After handover formalities lasting about an hour the handcuffed Ivorians were put into trucks on the other side of the border and driven away.
They were arrested on April 19 last year by United Nations forces as they tried to cross the border into Liberia with cars, guns and ammunition shortly after the capture of former Ivorian president Laurent Gbagbo.
Gbagbo’s refusal to accept election defeat to current Ivory Coast President Alassane Ouattara led to a four-month conflict in the country that claimed some 3,000 lives.
Gbagbo was captured on April 11, 2011 and has been in custody in The Hague since November on allegations of crimes against humanity.

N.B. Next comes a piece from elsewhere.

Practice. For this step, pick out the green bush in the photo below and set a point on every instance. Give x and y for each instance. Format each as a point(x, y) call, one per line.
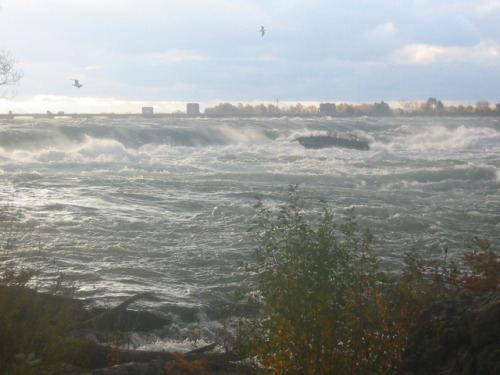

Many of his supporters fled to neighboring countries, including Liberia.
Two weeks ago 22 people, including seven UN peacekeepers from Niger, were killed in two separate attacks in western Ivory Coast, which Ivorian officials say they believe originated in Liberia.
Shortly before the attacks Human Rights Watch issued a report saying at least 40 people had been killed since July 2011 in raids from Liberia by diehard Gbagbo supporters.
More than 12,000 people fled their homes as a result of the latest attacks, according to the United Nations, whose peacekeeping force in Ivory Coast has stepped up support for the Ivorian army in the area.
The UN has called on Ivory Coast to ensure security in the region, citing a “climate of fear,” while Ouattara’s government has said it is seeking 10 people in connection with the attacks, including Gbagbo’s former close ally Charles Ble Goude.
Goude, head of a pro-Gbagbo youth movement who has been on the run since the ex-president’s fall, has denied involvement.